Она надела ролики, и с полчаса я сидела, провожая глазами проносящуюся мимо Марину, ощущая этот редкий день как физически прощупываемые границы счастья, блаженный привал в моем длинном пути, небольшой костерок на стоянке, в пути моего бесцельного и бесконечного восхождения…
Потом мы возвращались в полуночном вагоне метро: грохот, лязг, колыхание вагона… Все, без исключения, считанные пассажиры этого вагона были ненормальными. И огромный, застывший дядька — мясистой рукой он держался за поручень, с большого пальца свисала тяжелая связка ключей, которая от движения поезда тяжело моталась. Во всей его неподвижной фигуре двигались только глаза и эта связка ключей.
Напротив него копошились двое пьяных. Один явный кавказец — жгуче черный, с большим почему-то крестом в расстегнутой рубашке. Едва войдя, он завалился на скамейку — спать. И от каждого рывка сползал на пол. Опять взбирался на сиденье, и через минуту очухивался на полу. Другой обеими руками, как ребенка, держал изумительной красоты грязного щенка коккер-спаниеля, время от времени роняя его на пол, шатаясь, опускаясь на задницу рядом со щенком, снова заграбастывая его в объятия… Девушка на противоположной скамье, в неестественно, пронзительного цвета, бронзовой кофточке, смотрела на них, не отводя взгляда. Странно улыбаясь, на ощупь она медленно перелистывала страницы книги, лежащей на коленях…
Было ощущение, что души всех этих людей, их слепые пьяные души от рывков вагона вываливаются из тел и ощупью пытаются влезть обратно, сослепу промахиваясь, не сразу попадая в тела…
— Видишь, как хорошо, что я вытаскиваю тебя гулять без охраны, — довольно проговорила Марина. — А то ты совсем не познакомишься с нашим народом.
Она достала из рюкзака какую-то небольшую штуковину, обшитую телесного цвета тряпочкой, смутно непристойную, как отрубленная деталь фаллического культа, объявила, что это — нос Пушкина, что они с Леней делают для выставки в Гамбурге новую инсталляцию, в которой присутствует кукла великого поэта, — в данный момент она должна закончить нос.
— …и сегодня я поняла — каким он должен быть, — сказала Марина.
— Каким же?
— А вот таким, как этот шимпанзе в «Голубой мантии»… С цепью на шее… Он ведь в нашем народе никогда не гулял сам по себе…
Словом, она достала этот обрубок с болтающимися, не пришитыми ноздрями, что-то там соединила, обтянула, показала — как будет.

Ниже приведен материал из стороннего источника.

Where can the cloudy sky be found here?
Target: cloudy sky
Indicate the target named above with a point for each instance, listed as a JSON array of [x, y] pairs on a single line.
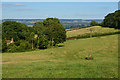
[[62, 10]]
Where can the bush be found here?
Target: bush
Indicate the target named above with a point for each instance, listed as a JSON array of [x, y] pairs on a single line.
[[24, 45]]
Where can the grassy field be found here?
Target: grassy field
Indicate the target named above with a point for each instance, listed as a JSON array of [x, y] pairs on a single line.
[[96, 29], [66, 61]]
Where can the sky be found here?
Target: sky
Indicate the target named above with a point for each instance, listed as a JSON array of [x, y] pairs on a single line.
[[61, 10]]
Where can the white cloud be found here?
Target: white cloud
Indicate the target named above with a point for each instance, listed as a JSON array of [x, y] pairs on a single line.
[[19, 5], [60, 0]]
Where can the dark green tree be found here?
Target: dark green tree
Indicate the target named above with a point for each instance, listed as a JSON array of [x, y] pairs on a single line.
[[54, 30]]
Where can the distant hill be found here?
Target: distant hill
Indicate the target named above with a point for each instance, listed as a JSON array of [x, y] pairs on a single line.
[[67, 23]]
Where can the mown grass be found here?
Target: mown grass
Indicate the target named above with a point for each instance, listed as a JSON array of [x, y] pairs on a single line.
[[97, 31], [67, 61]]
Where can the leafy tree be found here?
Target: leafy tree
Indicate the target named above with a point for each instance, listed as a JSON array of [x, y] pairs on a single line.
[[54, 30]]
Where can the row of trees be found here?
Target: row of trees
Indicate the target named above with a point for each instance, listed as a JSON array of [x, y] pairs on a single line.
[[112, 20], [42, 35]]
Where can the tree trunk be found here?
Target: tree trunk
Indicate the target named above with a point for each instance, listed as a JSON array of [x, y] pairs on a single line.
[[32, 43]]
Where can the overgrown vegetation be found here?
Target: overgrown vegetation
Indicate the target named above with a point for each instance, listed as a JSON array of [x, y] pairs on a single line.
[[42, 35], [67, 61]]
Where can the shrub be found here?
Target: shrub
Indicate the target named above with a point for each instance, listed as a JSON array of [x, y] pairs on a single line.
[[24, 45]]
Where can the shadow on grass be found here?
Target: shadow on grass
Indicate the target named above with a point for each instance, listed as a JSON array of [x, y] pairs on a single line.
[[60, 45]]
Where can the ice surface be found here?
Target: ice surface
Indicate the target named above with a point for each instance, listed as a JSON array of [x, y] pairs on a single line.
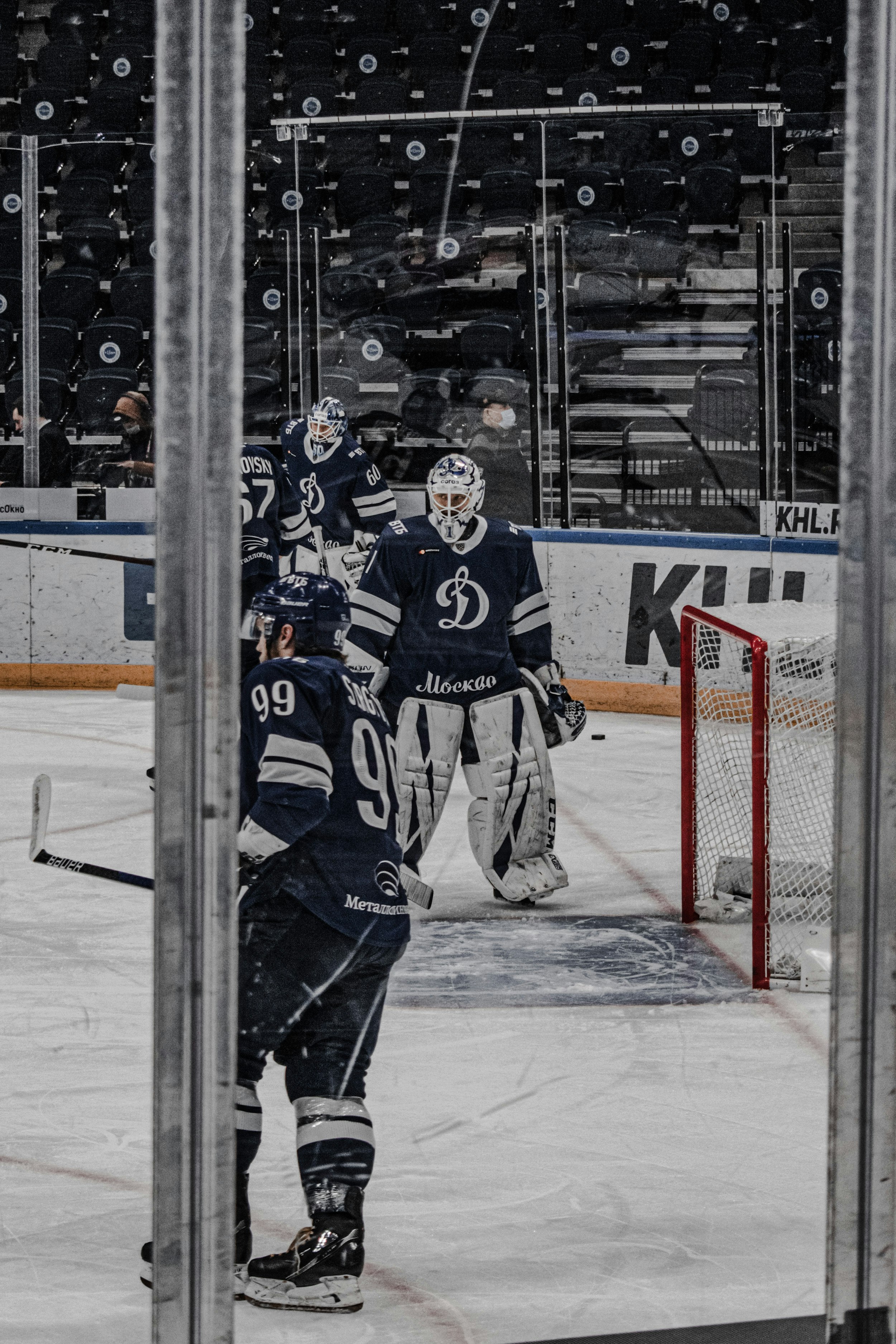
[[541, 1171]]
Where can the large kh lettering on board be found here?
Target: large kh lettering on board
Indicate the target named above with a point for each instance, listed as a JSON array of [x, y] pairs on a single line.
[[651, 608]]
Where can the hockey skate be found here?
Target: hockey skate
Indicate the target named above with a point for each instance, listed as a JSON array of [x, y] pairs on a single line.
[[242, 1245], [322, 1268]]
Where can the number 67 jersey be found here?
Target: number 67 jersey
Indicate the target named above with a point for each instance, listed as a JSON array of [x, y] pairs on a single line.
[[317, 765]]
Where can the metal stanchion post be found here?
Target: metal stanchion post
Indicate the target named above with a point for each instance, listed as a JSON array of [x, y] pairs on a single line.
[[199, 323], [862, 1228]]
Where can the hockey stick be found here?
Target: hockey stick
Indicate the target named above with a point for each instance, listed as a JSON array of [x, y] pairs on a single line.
[[72, 550], [41, 795]]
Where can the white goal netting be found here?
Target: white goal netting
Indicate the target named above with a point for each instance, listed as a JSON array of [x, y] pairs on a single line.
[[800, 800]]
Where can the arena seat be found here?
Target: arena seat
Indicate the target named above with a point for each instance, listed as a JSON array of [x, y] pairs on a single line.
[[99, 392], [692, 140], [622, 53], [363, 191], [66, 64], [84, 194], [45, 111], [660, 245], [113, 343], [10, 69], [127, 64], [713, 194], [92, 243], [312, 96], [430, 187], [349, 291], [134, 293], [70, 292], [378, 96], [651, 189], [593, 189]]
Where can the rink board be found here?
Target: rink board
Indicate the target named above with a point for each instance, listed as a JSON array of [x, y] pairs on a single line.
[[77, 621]]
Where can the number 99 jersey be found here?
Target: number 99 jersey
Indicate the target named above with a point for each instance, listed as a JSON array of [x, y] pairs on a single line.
[[317, 766]]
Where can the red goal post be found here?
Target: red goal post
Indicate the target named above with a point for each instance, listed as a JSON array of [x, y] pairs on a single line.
[[758, 702]]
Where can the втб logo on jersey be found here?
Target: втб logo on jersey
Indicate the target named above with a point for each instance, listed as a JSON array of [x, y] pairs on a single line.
[[312, 494], [453, 590]]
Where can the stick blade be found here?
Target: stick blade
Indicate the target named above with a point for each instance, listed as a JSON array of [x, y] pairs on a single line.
[[41, 795]]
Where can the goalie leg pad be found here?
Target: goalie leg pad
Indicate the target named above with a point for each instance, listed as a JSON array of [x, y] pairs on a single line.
[[426, 745], [512, 836]]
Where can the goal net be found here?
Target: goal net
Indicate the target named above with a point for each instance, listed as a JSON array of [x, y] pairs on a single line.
[[758, 706]]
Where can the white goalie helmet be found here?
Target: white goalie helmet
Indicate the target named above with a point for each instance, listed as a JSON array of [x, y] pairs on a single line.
[[456, 490]]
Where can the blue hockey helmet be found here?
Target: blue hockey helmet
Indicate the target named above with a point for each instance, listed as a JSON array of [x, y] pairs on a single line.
[[317, 609], [327, 418]]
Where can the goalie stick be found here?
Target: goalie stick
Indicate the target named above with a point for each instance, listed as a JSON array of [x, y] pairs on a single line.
[[41, 795]]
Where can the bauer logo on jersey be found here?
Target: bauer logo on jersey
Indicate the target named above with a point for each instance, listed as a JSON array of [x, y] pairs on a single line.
[[312, 494], [387, 878], [461, 590]]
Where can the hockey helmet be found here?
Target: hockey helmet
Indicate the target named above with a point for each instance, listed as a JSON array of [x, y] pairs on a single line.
[[327, 420], [456, 491], [317, 609]]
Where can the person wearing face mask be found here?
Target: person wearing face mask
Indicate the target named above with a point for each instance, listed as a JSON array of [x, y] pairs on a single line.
[[134, 417], [495, 448]]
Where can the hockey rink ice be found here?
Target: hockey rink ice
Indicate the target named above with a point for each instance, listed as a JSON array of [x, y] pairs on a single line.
[[586, 1120]]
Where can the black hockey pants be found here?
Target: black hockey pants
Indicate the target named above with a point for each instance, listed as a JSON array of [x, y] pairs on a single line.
[[313, 998]]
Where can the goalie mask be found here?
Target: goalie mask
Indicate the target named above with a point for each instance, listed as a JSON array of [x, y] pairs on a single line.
[[326, 422], [456, 490]]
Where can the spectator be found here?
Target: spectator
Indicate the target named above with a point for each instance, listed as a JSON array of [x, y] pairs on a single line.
[[496, 449], [134, 417], [54, 453]]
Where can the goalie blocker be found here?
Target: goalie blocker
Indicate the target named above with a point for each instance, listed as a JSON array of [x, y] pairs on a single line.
[[512, 816]]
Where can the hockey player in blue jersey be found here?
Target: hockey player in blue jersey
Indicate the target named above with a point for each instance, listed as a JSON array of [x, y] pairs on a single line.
[[347, 499], [453, 623], [323, 921], [273, 523]]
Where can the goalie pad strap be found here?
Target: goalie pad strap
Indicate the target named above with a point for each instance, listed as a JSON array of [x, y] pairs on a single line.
[[426, 745], [514, 835]]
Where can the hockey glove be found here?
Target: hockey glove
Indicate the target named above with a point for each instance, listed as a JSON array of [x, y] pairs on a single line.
[[562, 717]]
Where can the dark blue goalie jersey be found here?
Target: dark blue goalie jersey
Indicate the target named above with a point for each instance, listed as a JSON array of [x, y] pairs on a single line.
[[274, 519], [342, 488], [453, 623], [319, 772]]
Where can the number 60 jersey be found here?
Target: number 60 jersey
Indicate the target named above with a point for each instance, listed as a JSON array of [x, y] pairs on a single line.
[[317, 766]]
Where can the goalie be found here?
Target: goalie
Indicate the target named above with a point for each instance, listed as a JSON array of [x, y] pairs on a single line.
[[452, 621]]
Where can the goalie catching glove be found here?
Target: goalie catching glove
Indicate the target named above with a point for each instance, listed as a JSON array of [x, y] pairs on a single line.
[[562, 717]]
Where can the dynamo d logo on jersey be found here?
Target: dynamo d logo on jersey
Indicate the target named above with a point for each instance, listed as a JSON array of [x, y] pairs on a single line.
[[387, 878], [312, 494], [456, 590]]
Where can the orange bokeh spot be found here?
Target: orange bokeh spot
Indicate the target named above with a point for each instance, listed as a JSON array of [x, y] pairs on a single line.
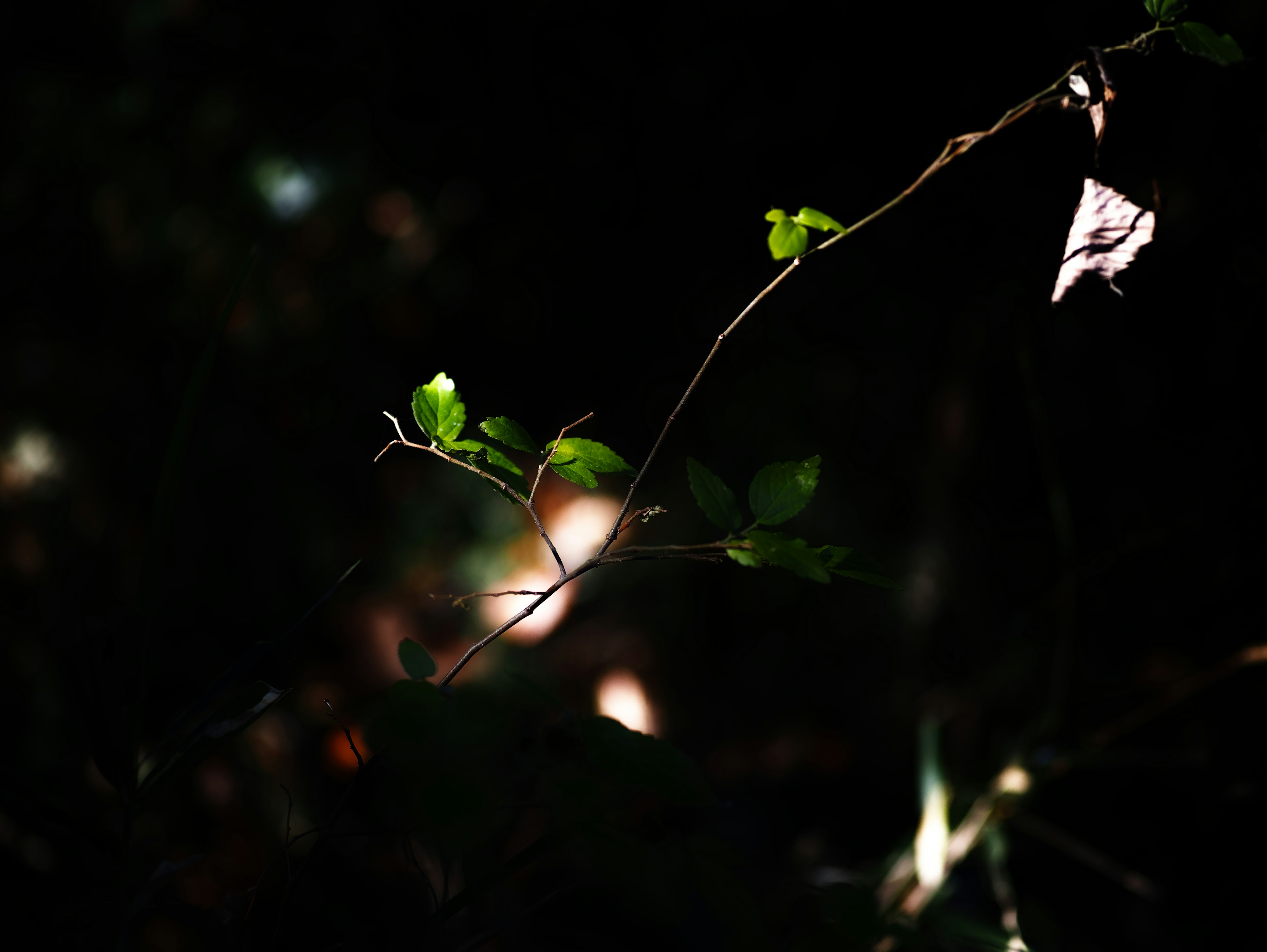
[[338, 756]]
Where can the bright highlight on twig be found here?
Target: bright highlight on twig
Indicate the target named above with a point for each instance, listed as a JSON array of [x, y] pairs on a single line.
[[933, 840], [1013, 780], [620, 696], [930, 842]]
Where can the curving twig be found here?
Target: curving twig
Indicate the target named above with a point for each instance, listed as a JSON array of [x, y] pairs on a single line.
[[953, 149], [460, 600]]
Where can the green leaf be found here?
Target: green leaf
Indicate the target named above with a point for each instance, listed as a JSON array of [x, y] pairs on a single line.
[[576, 473], [591, 454], [1199, 40], [640, 760], [815, 218], [787, 239], [438, 409], [714, 497], [1165, 9], [483, 452], [507, 432], [236, 714], [843, 561], [495, 463], [415, 660], [791, 554], [782, 490]]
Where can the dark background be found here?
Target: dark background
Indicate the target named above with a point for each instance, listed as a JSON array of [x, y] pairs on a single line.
[[588, 184]]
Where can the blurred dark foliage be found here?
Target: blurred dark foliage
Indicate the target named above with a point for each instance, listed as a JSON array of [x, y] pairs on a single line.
[[561, 206]]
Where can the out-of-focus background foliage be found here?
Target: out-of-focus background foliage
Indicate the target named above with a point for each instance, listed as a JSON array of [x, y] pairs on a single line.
[[561, 206]]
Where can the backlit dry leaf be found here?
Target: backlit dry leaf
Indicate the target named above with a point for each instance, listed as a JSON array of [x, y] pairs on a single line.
[[1107, 234]]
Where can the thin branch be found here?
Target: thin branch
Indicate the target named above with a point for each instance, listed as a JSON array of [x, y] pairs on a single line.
[[1178, 693], [360, 764], [647, 514], [955, 148], [1055, 837], [460, 600], [614, 560], [291, 805]]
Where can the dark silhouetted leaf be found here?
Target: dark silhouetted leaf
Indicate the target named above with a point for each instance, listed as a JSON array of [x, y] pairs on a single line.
[[843, 561], [416, 703], [415, 660], [438, 409], [791, 554], [641, 760], [782, 490], [787, 239], [507, 432], [1199, 40], [815, 218], [159, 879], [715, 865], [715, 497], [591, 454]]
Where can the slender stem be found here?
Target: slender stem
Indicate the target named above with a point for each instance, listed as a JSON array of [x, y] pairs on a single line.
[[501, 483], [953, 149], [460, 600]]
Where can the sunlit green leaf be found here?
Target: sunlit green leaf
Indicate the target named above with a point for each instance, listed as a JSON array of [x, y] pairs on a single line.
[[814, 218], [415, 660], [1199, 40], [789, 553], [492, 462], [506, 430], [576, 473], [715, 497], [483, 452], [843, 561], [787, 239], [782, 490], [438, 409], [591, 454]]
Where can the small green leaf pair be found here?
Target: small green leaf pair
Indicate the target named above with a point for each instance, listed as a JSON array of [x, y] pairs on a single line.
[[574, 459], [778, 492], [440, 414], [789, 238], [1195, 39]]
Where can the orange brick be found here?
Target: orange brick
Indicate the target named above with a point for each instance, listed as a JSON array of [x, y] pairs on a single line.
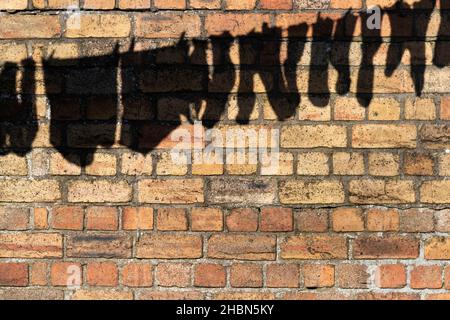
[[102, 274], [383, 220], [282, 276], [318, 276], [170, 4], [40, 218], [207, 219], [137, 275], [276, 220], [68, 218], [102, 218], [38, 274], [348, 220], [243, 219], [426, 277], [209, 275], [391, 276], [137, 218], [62, 273], [173, 275], [276, 4], [13, 274], [246, 276], [240, 4], [172, 219]]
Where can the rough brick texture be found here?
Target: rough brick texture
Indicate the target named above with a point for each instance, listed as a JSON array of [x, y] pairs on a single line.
[[93, 206]]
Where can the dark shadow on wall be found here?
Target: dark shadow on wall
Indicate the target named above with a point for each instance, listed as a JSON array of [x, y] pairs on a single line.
[[141, 96]]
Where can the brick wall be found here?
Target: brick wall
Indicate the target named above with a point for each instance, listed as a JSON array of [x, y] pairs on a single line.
[[92, 205]]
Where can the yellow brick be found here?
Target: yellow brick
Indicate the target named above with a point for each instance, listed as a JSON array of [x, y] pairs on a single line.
[[313, 164], [348, 164], [420, 109], [98, 26], [384, 164]]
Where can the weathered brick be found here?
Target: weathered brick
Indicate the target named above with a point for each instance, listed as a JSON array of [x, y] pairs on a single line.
[[98, 246], [381, 191], [246, 191], [242, 219], [384, 136], [352, 276], [437, 248], [98, 26], [276, 220], [380, 220], [206, 219], [14, 218], [391, 276], [209, 275], [318, 247], [62, 274], [137, 218], [301, 136], [103, 274], [171, 191], [172, 219], [68, 218], [169, 246], [318, 276], [173, 275], [102, 218], [348, 164], [242, 247], [29, 191], [435, 191], [282, 276], [426, 277], [137, 275], [31, 245], [311, 220], [29, 26], [348, 220], [167, 25], [311, 191], [246, 275], [393, 247], [13, 274], [92, 191]]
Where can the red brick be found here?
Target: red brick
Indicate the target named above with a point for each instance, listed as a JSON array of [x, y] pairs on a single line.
[[62, 273], [282, 276], [391, 276], [276, 220], [38, 274], [209, 275], [352, 276], [137, 218], [172, 219], [68, 218], [13, 274], [391, 247], [137, 275], [246, 276], [207, 219], [276, 4], [426, 277], [318, 276], [102, 274], [245, 220], [173, 275], [102, 218]]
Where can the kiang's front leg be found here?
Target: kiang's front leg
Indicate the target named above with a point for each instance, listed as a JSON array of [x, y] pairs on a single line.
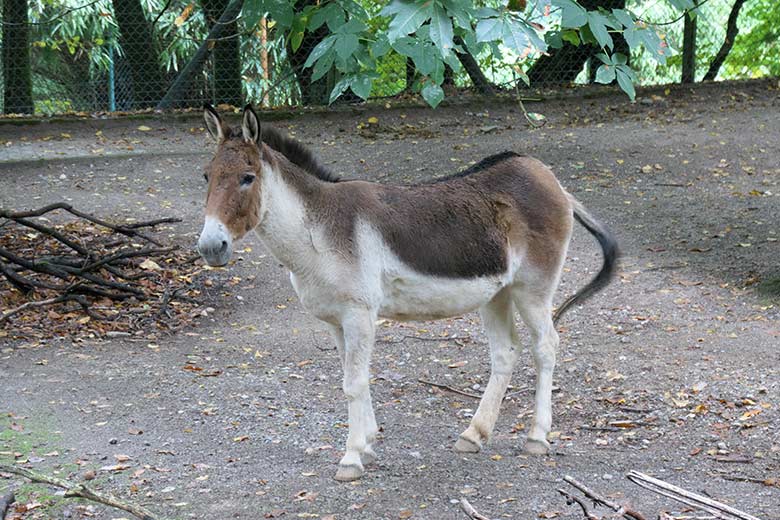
[[355, 338]]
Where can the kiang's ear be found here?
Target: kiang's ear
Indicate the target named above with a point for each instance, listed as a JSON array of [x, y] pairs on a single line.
[[213, 123], [250, 125]]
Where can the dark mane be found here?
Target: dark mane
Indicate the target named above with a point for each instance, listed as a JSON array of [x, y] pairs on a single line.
[[484, 164], [296, 153]]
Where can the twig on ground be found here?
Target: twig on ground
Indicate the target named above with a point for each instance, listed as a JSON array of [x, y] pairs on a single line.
[[79, 490], [686, 497], [743, 478], [421, 338], [470, 511], [449, 388], [129, 230], [571, 499], [5, 503], [624, 511], [51, 301]]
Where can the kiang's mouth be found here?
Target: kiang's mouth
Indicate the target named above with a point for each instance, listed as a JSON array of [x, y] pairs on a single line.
[[215, 245]]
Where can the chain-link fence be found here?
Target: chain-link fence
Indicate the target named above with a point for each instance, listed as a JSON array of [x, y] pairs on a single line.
[[117, 55]]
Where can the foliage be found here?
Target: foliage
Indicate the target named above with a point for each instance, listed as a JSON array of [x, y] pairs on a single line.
[[756, 49], [366, 44], [426, 31]]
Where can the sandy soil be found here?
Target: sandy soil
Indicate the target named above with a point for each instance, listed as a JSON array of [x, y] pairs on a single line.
[[682, 348]]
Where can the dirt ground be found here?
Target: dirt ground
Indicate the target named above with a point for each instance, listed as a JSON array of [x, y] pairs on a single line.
[[672, 371]]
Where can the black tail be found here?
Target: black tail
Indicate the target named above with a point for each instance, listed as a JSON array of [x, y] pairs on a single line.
[[609, 249]]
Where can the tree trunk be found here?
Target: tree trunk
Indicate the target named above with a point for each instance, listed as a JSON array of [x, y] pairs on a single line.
[[175, 93], [689, 49], [137, 42], [470, 65], [562, 66], [225, 56], [264, 60], [731, 33], [17, 76]]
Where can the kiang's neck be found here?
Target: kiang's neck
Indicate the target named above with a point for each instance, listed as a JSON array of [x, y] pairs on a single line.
[[289, 199]]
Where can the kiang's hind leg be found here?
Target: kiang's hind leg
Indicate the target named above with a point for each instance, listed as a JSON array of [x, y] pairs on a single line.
[[498, 321], [370, 429], [534, 303]]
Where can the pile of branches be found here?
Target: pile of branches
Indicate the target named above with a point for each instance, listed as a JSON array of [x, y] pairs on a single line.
[[90, 275]]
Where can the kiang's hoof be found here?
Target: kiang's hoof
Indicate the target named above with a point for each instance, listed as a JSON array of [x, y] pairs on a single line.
[[368, 457], [349, 473], [464, 445], [537, 447]]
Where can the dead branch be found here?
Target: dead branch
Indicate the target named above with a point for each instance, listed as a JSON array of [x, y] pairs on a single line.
[[470, 511], [449, 388], [129, 230], [686, 497], [571, 499], [624, 511], [43, 303], [62, 264], [80, 490]]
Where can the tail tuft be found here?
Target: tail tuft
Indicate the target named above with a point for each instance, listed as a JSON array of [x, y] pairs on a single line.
[[609, 249]]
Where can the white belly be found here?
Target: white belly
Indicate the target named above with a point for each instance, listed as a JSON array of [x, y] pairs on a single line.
[[414, 296]]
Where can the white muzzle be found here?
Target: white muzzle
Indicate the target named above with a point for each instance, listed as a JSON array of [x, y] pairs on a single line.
[[215, 244]]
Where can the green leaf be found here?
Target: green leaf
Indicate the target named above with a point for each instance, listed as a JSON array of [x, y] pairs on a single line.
[[281, 11], [489, 29], [342, 85], [607, 60], [598, 26], [320, 50], [251, 12], [514, 37], [297, 30], [523, 76], [346, 45], [380, 46], [461, 11], [409, 16], [330, 13], [323, 65], [486, 12], [354, 9], [432, 94], [573, 15], [408, 46], [361, 85], [626, 83], [555, 40], [633, 38], [571, 37], [605, 74], [353, 26], [623, 17], [682, 5], [441, 30]]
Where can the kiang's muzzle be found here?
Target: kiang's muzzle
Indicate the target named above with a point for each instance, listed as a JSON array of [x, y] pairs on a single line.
[[215, 244]]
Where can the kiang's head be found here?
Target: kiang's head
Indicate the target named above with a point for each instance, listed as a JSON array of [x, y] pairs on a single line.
[[234, 185]]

— Узнаешь материю? — спросила она. — Нет? Балда, это ж твои старые летние брюки, помнишь, ты мне оставила их перед отъездом в 90-м…
— А почему у Поэта две горбинки? — спросила я. — Что за вольность?
— Такой нос, — пояснила Марина и воткнула иголку в тряпичную переносицу, делая новый стежок…
. . . . . . . . . . . . . . . . . . . . . . . . . . . . . . . . . . . . . . . . . . . . . . . . . . . . . . . . . .
глава двадцатая. Горящий бассейн «Пантелеева»
Растерянный и даже потрясенный Яша бродил по разгромленному «Пантелееву» в сопровождении директора этого несчастного заведения — Николай Палыча — простого радушного человека, всегда приветливо улыбавшегося любой группе, привезенной на любой семинар. Сейчас он перешагивал через кучи мусора на полу, выломанные паркетины, валявшиеся повсюду дохлые презервативы… Вокруг громоздились кровати, поставленные на попа или сложенные шалашом…
Группа «Юных стражей Сиона» произвела страшные разрушения в и без того гнусном, бардачном «Пантелеево».